ARKÉA-SAMSIC COMME CYRILLE GUIMARD

Le sort réservé à une réserve dépend toujours de la maison mère. Le Crédit Agricole Espoirs, créé en 2001 en troisième division et réservoir officiel du Crédit Agricole, lointaine héritière de l'équipe Peugeot, n'a pas survécu à la création du ProTour en 2005 qui demandait un budget accru pour l'équipe de première division. Le cas du Vendée U est particulier puisque Jean-René Bernaudeau a d'abord construit la base de la pyramide avant la naissance de sa première équipe pro, Bonjour, en 2000. Chambéry CF est le centre de formation d'AG2R La Mondiale depuis 2002 même si, pendant quelques années, d'autres clubs comme Albi VS avaient aussi le statut de réserve. En revanche, les noces entre Brest Iroise Cyclisme 2000 et Bretagne-Séché Environnement n'ont duré qu'une saison en 2015 (lire ici). Celles entre Fortuneo-Vital Concept et le VC Pays de Loudéac, scellées en 2016, n'ont pas résisté au divorce entre Vital Concept et l'équipe pro courant 2017. Depuis, l'équipe Continental Pro a fait le choix d'équiper individuellement une dizaine de coureurs bretons de clubs différents, un peu comme Cyrille Guimard et ses "aspirants", dans le programme baptisé "Bretagne Cyclisme Formation".
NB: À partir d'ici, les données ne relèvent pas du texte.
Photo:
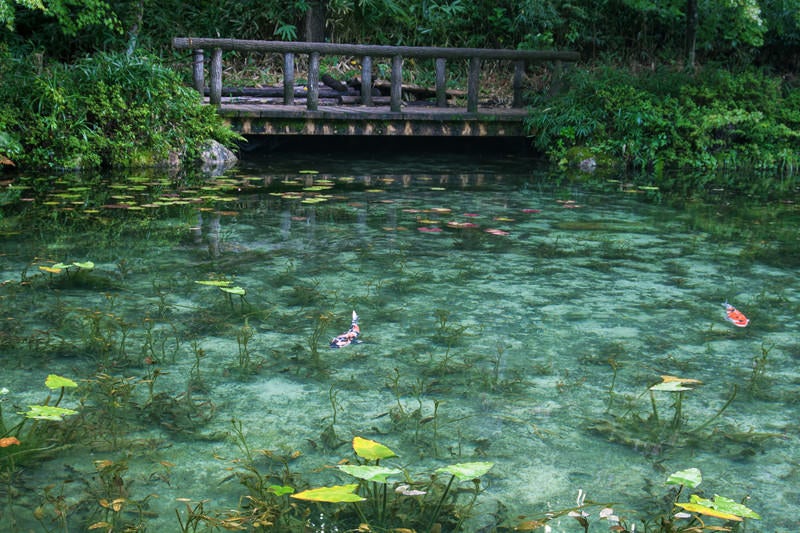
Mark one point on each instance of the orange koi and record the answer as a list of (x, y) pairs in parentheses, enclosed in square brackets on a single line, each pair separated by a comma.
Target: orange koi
[(735, 316), (348, 337)]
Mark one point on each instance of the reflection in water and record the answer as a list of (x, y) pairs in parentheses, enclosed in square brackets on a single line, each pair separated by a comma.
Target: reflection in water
[(504, 319)]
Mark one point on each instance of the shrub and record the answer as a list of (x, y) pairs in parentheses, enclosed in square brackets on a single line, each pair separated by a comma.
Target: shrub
[(107, 110)]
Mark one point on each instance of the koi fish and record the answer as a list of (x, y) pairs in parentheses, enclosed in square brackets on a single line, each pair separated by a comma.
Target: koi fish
[(348, 337), (735, 316)]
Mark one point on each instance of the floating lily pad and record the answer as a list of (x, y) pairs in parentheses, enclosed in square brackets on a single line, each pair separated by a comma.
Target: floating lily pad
[(377, 474), (215, 283), (466, 471), (371, 450), (673, 384), (691, 477), (335, 494), (54, 382), (47, 412)]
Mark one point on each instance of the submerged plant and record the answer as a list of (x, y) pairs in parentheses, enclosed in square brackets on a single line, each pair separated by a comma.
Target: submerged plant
[(408, 505)]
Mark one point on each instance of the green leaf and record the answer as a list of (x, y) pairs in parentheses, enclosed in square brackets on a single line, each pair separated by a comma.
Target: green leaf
[(54, 382), (691, 477), (371, 450), (280, 490), (215, 283), (465, 471), (47, 412), (370, 473), (335, 494), (233, 290), (726, 505), (708, 511)]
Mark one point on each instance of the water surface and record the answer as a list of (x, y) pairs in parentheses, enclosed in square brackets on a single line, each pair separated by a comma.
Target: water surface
[(507, 315)]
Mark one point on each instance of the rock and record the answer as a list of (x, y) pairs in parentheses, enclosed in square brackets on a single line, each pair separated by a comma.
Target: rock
[(216, 158)]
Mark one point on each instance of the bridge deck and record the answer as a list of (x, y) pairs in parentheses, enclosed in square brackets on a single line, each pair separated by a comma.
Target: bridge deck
[(255, 118)]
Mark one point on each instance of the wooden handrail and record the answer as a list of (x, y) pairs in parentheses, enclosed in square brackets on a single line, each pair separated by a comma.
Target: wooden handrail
[(520, 57)]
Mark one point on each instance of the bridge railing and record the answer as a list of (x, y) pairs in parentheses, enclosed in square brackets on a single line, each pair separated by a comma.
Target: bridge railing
[(521, 59)]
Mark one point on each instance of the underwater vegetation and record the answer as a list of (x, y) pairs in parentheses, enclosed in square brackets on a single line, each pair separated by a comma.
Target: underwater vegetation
[(505, 362)]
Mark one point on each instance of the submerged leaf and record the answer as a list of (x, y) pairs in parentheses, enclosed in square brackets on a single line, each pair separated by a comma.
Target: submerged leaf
[(691, 477), (54, 382), (335, 494), (233, 290), (465, 471), (377, 474), (47, 412), (708, 511), (215, 283)]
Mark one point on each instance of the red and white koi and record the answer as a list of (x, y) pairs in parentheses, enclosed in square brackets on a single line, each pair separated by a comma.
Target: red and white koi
[(348, 337), (735, 316)]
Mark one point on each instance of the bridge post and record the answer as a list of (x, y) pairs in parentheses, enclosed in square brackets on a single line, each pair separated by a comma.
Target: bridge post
[(366, 80), (441, 83), (472, 84), (519, 72), (397, 83), (313, 82), (197, 71), (288, 78), (215, 89)]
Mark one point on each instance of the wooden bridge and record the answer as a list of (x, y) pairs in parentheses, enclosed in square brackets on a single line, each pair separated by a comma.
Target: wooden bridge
[(323, 106)]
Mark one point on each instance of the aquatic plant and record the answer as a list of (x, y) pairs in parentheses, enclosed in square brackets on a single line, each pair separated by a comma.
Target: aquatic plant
[(655, 432), (26, 439), (681, 517), (411, 504)]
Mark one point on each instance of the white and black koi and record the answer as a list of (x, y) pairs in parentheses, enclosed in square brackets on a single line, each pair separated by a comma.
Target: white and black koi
[(348, 337)]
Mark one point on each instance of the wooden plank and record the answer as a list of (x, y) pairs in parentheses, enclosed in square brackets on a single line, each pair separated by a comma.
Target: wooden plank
[(361, 50)]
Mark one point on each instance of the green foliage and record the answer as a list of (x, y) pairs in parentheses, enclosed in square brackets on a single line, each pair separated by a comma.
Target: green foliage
[(108, 110), (716, 119)]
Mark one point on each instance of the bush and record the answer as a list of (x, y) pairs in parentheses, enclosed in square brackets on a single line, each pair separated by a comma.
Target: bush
[(107, 110), (664, 119)]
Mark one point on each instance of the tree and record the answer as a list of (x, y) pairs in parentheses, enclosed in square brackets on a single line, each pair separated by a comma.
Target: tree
[(72, 15)]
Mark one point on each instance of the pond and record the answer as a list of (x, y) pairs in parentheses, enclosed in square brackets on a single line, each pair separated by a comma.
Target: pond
[(520, 338)]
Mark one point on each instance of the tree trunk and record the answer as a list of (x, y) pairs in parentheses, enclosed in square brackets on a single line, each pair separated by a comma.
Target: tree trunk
[(691, 32), (314, 23)]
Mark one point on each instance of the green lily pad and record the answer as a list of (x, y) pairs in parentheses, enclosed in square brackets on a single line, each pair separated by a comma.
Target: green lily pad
[(234, 290), (465, 471), (726, 505), (47, 412), (215, 283), (280, 490), (691, 477), (370, 473), (54, 382), (371, 450), (335, 494)]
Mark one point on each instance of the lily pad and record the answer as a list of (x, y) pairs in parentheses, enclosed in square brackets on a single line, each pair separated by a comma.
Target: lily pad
[(370, 473), (234, 290), (466, 471), (674, 384), (47, 412), (371, 450), (215, 283), (54, 382), (335, 494), (691, 477)]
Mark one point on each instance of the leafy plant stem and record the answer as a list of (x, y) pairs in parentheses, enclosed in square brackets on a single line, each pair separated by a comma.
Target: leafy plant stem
[(438, 507)]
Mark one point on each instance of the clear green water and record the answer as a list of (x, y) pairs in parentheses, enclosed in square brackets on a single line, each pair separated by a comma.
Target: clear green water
[(532, 347)]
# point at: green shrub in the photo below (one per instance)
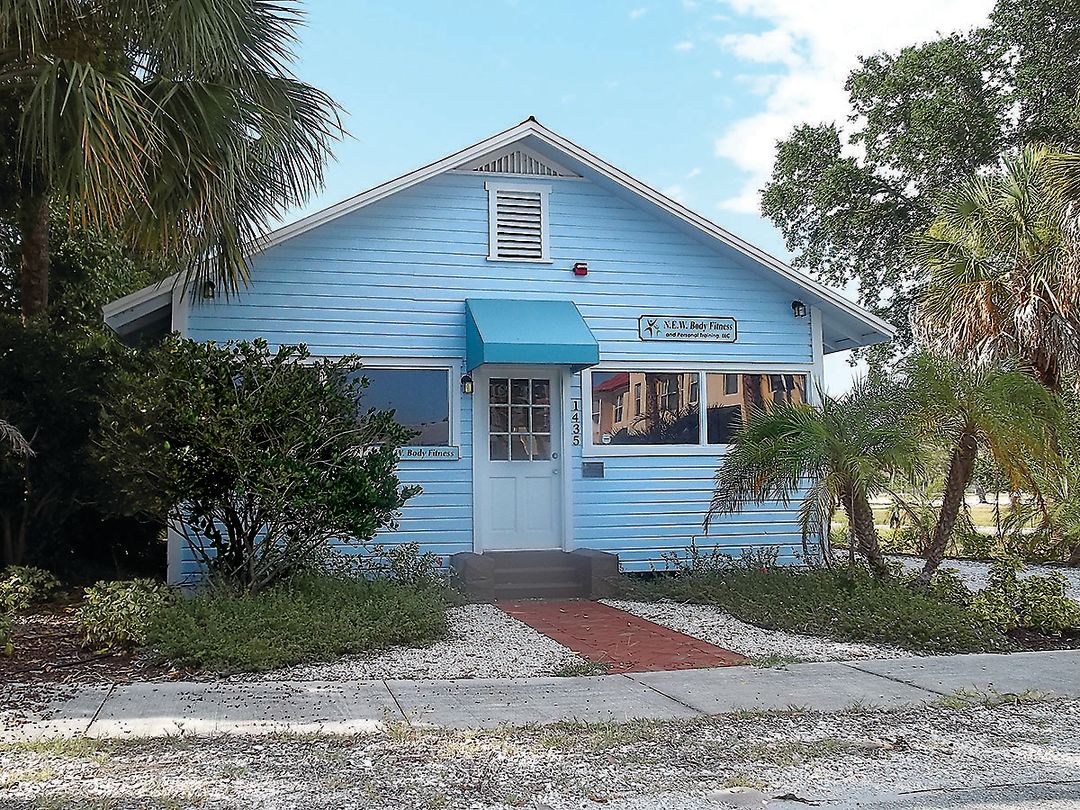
(850, 606)
(707, 559)
(5, 634)
(1030, 603)
(902, 540)
(308, 619)
(24, 585)
(119, 613)
(974, 544)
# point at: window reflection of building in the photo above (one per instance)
(731, 395)
(664, 407)
(655, 407)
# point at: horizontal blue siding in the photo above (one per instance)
(390, 281)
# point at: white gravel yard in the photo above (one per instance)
(483, 642)
(716, 626)
(936, 756)
(974, 572)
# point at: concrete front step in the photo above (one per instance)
(524, 575)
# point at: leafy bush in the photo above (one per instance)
(119, 613)
(264, 457)
(845, 605)
(1038, 603)
(401, 563)
(309, 618)
(23, 585)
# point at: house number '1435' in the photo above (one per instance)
(576, 422)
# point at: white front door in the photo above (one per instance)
(518, 469)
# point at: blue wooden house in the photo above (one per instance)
(571, 347)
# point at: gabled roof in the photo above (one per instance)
(847, 325)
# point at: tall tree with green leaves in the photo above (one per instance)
(1000, 281)
(175, 124)
(836, 455)
(848, 196)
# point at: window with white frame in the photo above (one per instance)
(517, 221)
(420, 399)
(673, 410)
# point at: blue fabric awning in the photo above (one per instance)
(515, 332)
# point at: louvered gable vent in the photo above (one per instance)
(518, 223)
(521, 161)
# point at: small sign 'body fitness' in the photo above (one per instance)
(414, 453)
(688, 327)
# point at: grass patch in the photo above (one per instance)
(597, 736)
(307, 620)
(844, 605)
(76, 747)
(579, 667)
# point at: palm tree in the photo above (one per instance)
(837, 454)
(175, 124)
(1054, 514)
(11, 439)
(961, 408)
(1000, 284)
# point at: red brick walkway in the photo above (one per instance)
(618, 639)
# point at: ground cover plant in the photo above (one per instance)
(24, 585)
(120, 613)
(309, 618)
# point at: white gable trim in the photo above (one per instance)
(521, 156)
(505, 140)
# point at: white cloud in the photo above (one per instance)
(676, 191)
(809, 48)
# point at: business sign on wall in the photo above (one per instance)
(706, 328)
(414, 453)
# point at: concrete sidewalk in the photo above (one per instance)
(173, 709)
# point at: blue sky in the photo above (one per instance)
(687, 95)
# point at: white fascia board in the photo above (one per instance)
(138, 304)
(617, 175)
(878, 327)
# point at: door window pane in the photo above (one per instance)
(541, 392)
(420, 399)
(731, 396)
(520, 392)
(541, 447)
(499, 391)
(520, 446)
(520, 419)
(670, 412)
(500, 447)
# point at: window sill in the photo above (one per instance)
(590, 451)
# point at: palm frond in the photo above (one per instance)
(11, 436)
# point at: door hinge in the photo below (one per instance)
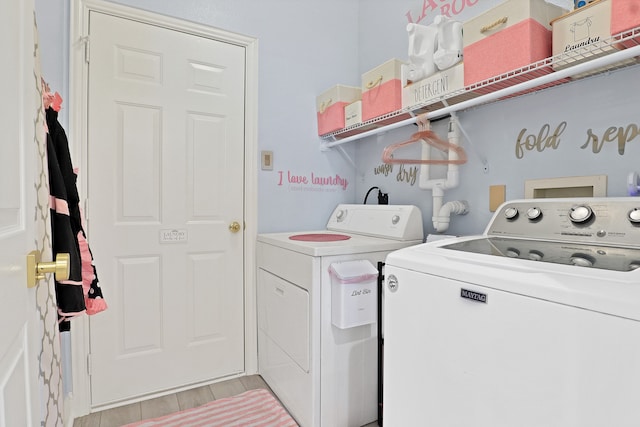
(85, 40)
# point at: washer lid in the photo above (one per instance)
(567, 253)
(319, 237)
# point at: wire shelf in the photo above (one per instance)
(549, 72)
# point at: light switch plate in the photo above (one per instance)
(267, 160)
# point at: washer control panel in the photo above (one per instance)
(608, 221)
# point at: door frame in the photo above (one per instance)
(80, 404)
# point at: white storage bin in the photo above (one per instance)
(353, 293)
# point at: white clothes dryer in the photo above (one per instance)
(535, 323)
(325, 376)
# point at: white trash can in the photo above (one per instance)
(353, 293)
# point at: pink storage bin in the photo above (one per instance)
(330, 107)
(514, 47)
(382, 90)
(509, 36)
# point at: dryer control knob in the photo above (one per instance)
(634, 215)
(511, 213)
(582, 260)
(534, 213)
(535, 255)
(581, 213)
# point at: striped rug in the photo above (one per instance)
(253, 408)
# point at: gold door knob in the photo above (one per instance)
(234, 227)
(36, 269)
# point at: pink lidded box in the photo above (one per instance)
(625, 16)
(330, 107)
(510, 36)
(382, 90)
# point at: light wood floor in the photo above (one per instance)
(160, 406)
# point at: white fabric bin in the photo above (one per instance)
(353, 293)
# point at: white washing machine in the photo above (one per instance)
(536, 323)
(324, 375)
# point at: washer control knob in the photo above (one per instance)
(534, 213)
(581, 213)
(634, 215)
(582, 260)
(511, 213)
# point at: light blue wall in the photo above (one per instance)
(306, 46)
(595, 103)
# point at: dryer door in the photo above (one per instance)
(283, 315)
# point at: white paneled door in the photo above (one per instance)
(165, 187)
(19, 393)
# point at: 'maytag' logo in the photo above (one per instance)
(474, 296)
Toutefois, les deux seuls néo-pros 2020 d'Arkéa-Samsic ne sortent pas de "Bretagne Cyclisme Formation" mais d'un club normand (Matis Louvel du VC Rouen 76) et de la réserve de Total Direct Energie (Donavan Grondin du Vendée U). Ce dernier transfert a relancé le débat des relations coureurs-réserve-équipe pro. Mais cette question revient sur le tapis dès qu'un néo-pro prend la tangente et le cas se présente régulièrement.

En 2014, Pierre-Henri Lecuisinier (Vendée U) choisit de passer pro à la FDJ alors qu'Europcar lui propose déjà un contrat de néo-pro (lire ici). Laurens De Plus franchit le pas chez Etixx-Quick Step en 2016 après être passé par la case Lotto-Soudal U23 pendant deux ans. Après avoir fait ses classes deux ans chez BMC Development Team, Pavel Sivakov enfile son uniforme de Marie-Louise en 2018 chez Sky et pas chez la maison-mère, BMC Racing Team. L'équipe formatrice américaine avait alors justifié son retrait des pelotons par le "pillage" exercé par "les agents qui proposent les coureurs à des équipes qui investissent ou n'investissent pas dans un programme de formation" (lire ici). D'autres réserves, malgré les départs, poursuivent leur travail de formation.